The Straits Times says

Cleaning up after the FTX debacle

The precipitous decline and then bankruptcy last week of FTX, the world’s second-largest crypto exchange, is the biggest shock to the world’s crypto ecosystem since the collapse of the Terra-Luna stablecoin in May. It also serves as a reminder of how accident-prone the nascent industry continues to be. Although more details will emerge from the bankruptcy proceedings now under way, news reports and interviews with insiders indicate that the collapse of FTX had its origins in its links with a sister crypto trading firm called Alameda Research, to which it secretly transferred customer funds that were used for speculation. A lot of the assets on Alameda’s balance sheet included FTX’s own token, called FTT, which the company sought to use as collateral for loans. Substantial sales of FTT by one of its biggest holders, Binance, triggered the equivalent of a bank run. Unable to meet the redemption calls, Alameda was thus forced into bankruptcy, together with FTX.

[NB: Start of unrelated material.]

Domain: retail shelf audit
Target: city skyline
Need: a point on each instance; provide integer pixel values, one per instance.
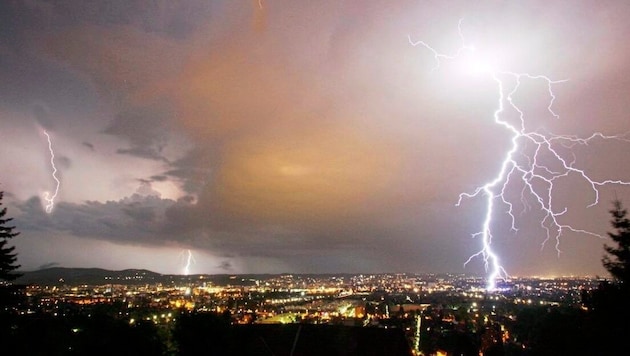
(283, 136)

The debacle has rippled across the entire crypto industry. The prices of crypto assets have tanked. Retail investors, whose holdings in FTX are frozen, have lost heavily. Blue-chip institutions such as venture capital firms Sequoia and SoftBank, and hedge fund Tiger Global, as well as Temasek, have each had hundreds of millions of dollars worth of investments in FTX wiped out. There will also be contagion. FTX had investments in more than 200 companies that maintained much of their assets on FTX. Several lenders, which hold now worthless FTT as collateral, will also be impaired.